Esempio micidiale di danni da processo mediatico. Macchina terribile che ha prodotto conseguenze personali per Tiziano Renzi, personali e politiche per suo figlio Matteo, politiche tout court per un ex partito di maggioranza, il Pd. L’inchiesta Consip arriva al punto di caduta più significativo visto finora: e si tratta di un nulla di fatto proprio per il padre dell’ex presidente del Consiglio. La Procura di Roma chiede per lui l’archiviazione e lui, nel giorno che dovrebbe essere il più bello, spiazza tutti con un lettera pubblicata (a pagamento) su La Nazione: “Mi chiamo Tiziano Renzi, ho 67 anni e una meravigliosa famiglia con dieci splendidi nipotini. Oggi dico basta”.
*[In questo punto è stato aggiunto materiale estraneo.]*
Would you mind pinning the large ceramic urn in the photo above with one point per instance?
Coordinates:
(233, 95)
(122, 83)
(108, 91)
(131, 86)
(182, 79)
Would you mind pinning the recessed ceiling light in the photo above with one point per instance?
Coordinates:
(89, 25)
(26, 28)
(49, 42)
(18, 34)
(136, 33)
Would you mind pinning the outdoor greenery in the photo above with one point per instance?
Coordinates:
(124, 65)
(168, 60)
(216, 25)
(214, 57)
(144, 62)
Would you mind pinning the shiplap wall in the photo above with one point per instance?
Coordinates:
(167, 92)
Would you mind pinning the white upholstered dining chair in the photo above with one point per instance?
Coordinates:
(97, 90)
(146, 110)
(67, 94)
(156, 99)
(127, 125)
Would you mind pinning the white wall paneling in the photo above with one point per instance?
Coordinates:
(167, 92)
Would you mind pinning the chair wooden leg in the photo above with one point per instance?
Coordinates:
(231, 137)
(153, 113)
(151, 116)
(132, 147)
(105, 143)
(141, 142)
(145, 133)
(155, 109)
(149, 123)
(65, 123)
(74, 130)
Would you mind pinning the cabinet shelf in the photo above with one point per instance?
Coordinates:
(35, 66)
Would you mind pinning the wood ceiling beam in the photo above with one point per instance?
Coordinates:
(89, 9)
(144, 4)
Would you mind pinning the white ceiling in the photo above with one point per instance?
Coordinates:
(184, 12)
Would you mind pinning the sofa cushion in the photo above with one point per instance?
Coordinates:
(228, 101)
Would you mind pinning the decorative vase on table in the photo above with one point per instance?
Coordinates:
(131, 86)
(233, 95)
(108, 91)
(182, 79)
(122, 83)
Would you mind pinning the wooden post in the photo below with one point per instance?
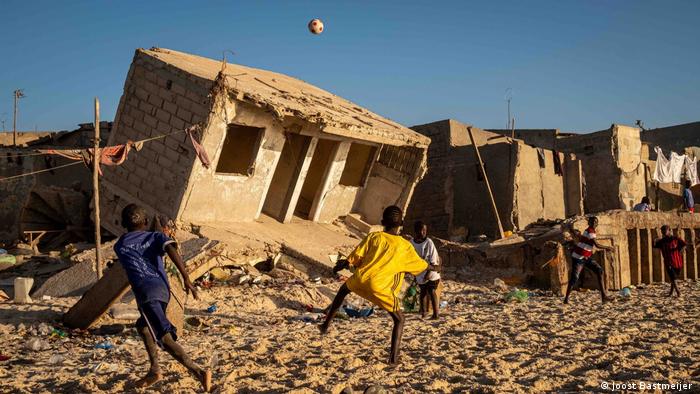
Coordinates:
(96, 189)
(488, 185)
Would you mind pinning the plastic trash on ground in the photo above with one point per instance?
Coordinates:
(517, 295)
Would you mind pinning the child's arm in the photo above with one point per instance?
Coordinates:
(177, 259)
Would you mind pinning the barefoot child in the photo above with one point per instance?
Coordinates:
(671, 248)
(429, 279)
(582, 256)
(141, 253)
(380, 262)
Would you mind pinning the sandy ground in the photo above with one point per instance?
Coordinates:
(256, 342)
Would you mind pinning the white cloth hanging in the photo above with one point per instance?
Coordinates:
(691, 170)
(662, 173)
(677, 166)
“Annuncio che vado in pensione, lascio ogni incarico, metto in vendita la mia società. Mi arrendo. Lo dico oggi proprio quando la procura di Roma chiede l’archiviazione sulla vicenda CONSIP dopo che per quasi due anni sono stato oggetto di polemiche quotidiane su tutti i media nazionali. Può sembrare strano che decida di arrendermi proprio oggi, proprio dopo una notizia che ho atteso per tanti mesi. Ma c’è un perché”.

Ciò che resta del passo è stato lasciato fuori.